A la fin de l’audience, Tierce a demandé la parole afin d’expliquer comment se sont réellement déroulés les faits, notamment que sa déclaration officielle de déplacement des automobiles avait été faite un an avant la condamnation, comme le confirme le dossier….mais qu' étrangement cette déclaration n'a jamais été prise en compte par les Juges de l’époque.

« Généralement les accusés cherchent  à bénéficier de la faculté de ne pas répondre » a commenté TIERCE à la fin de l’audience «Quant à moi, au contraire, j’ai dans ce procès toujours cherché à bénéficier de la faculté de répondre et de mettre au grand jour le déroulement précis des faits… le problème c’est qu’il ne m’a jamais été donné la possibilité de le faire »

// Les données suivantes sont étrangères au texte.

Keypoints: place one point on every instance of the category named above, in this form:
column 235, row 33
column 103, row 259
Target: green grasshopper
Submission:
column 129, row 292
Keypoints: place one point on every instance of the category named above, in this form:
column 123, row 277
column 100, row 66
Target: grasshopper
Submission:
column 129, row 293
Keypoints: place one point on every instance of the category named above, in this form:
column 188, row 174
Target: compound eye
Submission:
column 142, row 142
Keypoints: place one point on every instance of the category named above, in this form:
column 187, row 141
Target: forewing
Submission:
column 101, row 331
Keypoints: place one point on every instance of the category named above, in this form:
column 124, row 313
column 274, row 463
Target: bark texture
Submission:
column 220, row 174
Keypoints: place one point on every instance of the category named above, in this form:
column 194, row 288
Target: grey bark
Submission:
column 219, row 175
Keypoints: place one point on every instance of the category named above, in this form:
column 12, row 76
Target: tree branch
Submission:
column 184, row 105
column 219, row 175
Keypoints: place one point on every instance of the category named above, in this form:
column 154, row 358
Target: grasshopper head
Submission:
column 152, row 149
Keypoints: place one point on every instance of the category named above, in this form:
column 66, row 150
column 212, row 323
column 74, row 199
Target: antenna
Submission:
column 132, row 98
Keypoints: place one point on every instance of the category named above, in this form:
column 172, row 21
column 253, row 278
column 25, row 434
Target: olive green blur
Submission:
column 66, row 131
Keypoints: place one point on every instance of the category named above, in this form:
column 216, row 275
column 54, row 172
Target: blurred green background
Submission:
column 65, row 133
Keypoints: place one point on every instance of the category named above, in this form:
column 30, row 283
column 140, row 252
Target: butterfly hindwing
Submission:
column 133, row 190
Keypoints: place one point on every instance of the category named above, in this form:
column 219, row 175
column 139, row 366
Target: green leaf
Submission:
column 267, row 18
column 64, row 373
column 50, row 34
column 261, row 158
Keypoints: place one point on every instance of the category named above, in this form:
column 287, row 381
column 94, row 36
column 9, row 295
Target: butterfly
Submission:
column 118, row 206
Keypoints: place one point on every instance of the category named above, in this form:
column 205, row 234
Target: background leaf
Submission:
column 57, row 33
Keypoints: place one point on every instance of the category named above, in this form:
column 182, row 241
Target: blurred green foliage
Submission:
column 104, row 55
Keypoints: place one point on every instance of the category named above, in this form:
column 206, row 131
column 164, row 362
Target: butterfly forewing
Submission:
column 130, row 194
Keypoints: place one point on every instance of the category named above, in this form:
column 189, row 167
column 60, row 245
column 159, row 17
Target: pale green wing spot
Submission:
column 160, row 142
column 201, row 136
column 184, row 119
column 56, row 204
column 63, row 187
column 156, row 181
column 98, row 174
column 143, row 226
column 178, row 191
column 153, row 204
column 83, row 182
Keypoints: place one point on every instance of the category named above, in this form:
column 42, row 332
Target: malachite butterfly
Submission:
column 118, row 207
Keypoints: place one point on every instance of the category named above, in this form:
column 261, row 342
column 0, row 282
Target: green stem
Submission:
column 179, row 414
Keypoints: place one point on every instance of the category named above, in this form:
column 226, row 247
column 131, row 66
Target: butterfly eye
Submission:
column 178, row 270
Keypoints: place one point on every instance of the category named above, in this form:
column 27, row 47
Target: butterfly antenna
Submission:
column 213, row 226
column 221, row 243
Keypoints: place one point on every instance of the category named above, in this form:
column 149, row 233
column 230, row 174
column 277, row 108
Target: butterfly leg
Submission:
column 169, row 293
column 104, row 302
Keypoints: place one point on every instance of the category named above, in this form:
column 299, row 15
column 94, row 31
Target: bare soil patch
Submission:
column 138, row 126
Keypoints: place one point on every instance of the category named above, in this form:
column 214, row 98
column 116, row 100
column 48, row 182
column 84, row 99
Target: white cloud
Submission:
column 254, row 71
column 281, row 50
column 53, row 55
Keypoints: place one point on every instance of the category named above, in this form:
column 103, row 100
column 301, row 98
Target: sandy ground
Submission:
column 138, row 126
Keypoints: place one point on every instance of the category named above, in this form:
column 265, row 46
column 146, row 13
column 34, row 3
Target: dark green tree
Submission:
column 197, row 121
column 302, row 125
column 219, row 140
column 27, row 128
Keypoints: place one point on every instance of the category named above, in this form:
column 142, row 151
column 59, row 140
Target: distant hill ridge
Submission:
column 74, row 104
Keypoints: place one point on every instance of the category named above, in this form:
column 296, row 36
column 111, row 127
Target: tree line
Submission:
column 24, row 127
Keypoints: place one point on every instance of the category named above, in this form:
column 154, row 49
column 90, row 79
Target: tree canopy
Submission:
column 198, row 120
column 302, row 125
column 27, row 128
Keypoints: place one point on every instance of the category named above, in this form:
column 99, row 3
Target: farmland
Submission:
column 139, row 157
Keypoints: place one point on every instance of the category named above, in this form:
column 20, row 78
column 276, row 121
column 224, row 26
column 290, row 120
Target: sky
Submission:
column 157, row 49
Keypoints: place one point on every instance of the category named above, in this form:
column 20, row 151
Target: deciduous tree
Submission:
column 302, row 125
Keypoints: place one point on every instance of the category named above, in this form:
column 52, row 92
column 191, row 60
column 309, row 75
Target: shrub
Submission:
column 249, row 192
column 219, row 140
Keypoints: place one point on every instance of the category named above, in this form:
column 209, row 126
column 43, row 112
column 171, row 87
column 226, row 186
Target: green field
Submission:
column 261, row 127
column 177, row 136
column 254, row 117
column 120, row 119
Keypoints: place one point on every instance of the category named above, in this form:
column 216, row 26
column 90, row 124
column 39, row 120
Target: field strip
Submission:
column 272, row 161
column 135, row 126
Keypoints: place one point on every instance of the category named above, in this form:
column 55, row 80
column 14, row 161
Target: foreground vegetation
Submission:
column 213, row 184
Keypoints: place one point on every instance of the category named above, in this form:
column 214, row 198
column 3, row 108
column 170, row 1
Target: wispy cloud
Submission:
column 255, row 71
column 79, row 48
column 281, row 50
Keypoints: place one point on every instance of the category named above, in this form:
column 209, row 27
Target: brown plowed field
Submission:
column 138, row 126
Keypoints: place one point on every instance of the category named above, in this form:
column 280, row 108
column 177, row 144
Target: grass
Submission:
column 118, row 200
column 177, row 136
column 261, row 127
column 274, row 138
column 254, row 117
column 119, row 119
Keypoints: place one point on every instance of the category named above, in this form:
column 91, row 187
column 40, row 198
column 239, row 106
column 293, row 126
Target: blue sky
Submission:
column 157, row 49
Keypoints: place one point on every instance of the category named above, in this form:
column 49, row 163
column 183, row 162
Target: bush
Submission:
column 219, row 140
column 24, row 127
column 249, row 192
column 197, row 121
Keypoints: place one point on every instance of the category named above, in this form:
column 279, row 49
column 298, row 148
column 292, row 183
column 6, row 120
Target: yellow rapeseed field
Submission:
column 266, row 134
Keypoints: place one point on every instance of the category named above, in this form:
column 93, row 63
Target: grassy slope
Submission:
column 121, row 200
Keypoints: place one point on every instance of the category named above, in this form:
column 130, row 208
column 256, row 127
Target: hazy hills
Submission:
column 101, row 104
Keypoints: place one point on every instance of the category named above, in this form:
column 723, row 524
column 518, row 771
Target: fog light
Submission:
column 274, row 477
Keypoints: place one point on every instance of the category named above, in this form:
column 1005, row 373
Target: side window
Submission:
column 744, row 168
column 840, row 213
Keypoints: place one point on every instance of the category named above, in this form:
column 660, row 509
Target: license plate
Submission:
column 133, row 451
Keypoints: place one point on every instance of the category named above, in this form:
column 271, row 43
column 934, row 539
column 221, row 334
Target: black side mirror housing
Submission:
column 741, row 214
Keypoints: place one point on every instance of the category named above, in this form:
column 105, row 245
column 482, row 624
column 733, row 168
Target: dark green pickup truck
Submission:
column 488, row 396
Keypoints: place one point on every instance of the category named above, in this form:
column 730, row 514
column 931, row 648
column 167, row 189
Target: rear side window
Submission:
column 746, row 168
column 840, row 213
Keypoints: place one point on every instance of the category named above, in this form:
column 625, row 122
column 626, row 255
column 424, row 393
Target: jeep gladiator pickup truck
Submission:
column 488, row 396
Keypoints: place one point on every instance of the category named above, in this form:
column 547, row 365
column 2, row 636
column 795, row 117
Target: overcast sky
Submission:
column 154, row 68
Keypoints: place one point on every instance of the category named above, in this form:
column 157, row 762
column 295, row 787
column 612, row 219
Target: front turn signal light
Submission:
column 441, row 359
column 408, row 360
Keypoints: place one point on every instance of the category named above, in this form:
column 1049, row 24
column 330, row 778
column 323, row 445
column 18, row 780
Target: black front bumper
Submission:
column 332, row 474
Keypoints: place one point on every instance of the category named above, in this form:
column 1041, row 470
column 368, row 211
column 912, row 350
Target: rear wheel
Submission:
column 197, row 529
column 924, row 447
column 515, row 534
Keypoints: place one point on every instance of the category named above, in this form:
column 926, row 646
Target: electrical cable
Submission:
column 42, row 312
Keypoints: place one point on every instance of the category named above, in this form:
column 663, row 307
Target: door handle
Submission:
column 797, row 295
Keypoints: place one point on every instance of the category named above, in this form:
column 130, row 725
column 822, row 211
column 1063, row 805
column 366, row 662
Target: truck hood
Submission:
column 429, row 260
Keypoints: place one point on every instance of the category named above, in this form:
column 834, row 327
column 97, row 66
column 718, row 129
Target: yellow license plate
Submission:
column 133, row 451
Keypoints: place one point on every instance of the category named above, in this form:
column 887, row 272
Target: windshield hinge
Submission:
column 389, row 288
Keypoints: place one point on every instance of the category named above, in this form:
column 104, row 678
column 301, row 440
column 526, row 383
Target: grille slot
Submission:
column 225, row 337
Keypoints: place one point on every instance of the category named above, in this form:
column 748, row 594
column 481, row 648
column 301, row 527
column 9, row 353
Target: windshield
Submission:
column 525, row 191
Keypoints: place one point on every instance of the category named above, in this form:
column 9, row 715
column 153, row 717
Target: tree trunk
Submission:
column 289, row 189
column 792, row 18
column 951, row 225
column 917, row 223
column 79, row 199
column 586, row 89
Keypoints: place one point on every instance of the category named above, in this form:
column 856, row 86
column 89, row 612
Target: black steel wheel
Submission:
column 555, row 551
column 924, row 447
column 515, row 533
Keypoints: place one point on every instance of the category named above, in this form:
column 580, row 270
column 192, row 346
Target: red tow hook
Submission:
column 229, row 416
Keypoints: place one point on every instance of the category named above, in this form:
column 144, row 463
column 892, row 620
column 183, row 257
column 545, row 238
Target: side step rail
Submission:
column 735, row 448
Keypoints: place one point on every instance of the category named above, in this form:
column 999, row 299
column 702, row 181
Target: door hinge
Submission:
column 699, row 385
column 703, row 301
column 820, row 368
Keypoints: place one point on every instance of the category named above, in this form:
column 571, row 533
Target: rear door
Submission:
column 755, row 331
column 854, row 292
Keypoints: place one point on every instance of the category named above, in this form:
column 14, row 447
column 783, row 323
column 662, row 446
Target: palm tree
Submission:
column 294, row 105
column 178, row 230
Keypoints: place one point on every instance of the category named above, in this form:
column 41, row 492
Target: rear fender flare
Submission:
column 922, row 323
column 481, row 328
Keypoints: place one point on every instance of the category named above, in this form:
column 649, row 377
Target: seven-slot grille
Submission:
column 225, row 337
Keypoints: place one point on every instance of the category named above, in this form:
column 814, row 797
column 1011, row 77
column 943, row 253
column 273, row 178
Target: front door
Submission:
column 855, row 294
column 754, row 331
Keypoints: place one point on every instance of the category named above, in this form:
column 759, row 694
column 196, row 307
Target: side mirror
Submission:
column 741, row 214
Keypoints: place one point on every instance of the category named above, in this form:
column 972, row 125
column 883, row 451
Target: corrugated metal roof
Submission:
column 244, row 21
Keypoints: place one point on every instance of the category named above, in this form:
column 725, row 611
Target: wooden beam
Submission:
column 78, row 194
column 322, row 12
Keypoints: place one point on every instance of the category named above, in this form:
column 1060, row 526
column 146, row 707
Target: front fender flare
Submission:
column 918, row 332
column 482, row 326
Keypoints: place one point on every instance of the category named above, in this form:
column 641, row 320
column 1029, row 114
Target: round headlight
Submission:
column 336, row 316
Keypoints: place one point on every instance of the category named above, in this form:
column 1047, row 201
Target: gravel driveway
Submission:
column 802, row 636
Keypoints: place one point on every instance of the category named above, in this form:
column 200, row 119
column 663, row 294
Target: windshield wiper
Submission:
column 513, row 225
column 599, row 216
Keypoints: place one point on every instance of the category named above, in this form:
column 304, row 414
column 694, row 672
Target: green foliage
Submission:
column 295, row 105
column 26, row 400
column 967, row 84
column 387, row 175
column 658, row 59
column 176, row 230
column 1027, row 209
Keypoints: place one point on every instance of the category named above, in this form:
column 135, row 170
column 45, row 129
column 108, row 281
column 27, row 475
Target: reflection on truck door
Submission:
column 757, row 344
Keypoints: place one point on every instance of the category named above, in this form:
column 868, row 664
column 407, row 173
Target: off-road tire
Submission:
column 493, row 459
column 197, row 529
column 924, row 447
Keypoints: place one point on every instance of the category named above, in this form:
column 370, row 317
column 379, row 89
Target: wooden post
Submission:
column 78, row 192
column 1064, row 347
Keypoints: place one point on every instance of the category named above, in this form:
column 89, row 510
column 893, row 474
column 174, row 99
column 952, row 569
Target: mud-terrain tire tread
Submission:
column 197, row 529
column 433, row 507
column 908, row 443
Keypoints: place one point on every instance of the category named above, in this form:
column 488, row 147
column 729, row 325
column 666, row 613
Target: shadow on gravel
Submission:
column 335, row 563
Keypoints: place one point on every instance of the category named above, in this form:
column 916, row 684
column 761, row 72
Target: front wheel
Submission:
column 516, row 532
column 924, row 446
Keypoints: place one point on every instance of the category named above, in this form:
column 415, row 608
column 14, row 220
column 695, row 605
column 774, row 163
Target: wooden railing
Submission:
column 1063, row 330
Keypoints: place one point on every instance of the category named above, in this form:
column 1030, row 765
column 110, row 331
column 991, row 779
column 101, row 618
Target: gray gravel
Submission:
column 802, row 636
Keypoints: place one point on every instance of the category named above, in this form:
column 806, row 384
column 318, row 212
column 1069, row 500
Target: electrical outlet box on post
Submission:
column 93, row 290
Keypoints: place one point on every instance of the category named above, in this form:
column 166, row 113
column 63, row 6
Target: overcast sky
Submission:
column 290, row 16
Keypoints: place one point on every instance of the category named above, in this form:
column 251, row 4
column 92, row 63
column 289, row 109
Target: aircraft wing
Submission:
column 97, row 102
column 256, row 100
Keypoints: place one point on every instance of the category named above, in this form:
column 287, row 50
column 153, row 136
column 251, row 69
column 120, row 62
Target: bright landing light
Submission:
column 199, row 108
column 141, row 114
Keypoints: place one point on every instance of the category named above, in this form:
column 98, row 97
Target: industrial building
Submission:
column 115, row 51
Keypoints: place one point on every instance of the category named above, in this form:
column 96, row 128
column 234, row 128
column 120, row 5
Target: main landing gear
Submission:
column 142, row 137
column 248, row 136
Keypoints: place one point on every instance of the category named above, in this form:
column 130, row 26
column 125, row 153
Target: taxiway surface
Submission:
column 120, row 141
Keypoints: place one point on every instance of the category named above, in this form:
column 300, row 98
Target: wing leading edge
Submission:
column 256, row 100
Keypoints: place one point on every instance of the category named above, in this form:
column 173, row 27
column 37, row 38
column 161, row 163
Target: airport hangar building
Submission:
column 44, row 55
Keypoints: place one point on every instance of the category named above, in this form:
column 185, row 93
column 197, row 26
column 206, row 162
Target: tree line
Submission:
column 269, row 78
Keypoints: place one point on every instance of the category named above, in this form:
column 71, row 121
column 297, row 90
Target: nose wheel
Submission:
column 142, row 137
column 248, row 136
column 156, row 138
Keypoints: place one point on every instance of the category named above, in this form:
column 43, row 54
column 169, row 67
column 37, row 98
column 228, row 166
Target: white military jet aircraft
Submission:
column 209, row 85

Me Masiello, à la fin de sa plaidoirie a confirmé les requêtes de son client, quatre en tout :
- la suppression de toutes traces dans le casier judiciaire, un casier vierge comme cela était le cas avant les condamnations injustes du Tribunal de Saint Marin;
- la lecture de la sentence définitive d’acquittement en audience publique devant les Capitaines Régents, comme cela avait été le cas en 1993 pour les condamnations pénales injustes (une requête en ce sens est pendante depuis 2002 ! );
- La publication de la sentence  d’acquittement définitive dans cinq journaux;
- La condamnation de l’État à la réparation immédiate du préjudice subi par Tierce sur la base de l’expertise déjà déposée, préjudice très important qui dépasse les......... 10 millions €.
Le juge Maurizio Millo, à la fin de l’audience s’est réservé de décider dans le délai légal.

ANTONIO FABBRI

Le Procureur Cesarini: "un nouveau code est nécessaire"

En ouverture d'audience de l'affaire Tierce, une amère constatation du Procureur de la République Roberto Cesarini :  "Je dois préliminairement souligner la nécessité d'un nouveau code de procédure pénale conforme à toutes les phases de la procédure"
Une constatation et un vœux qui font comprendre comment, au fil des années, sont nés les vides juridiques dues aux diverses modifications apportées au système et qui perturbent jusqu'au personnel judiciaire.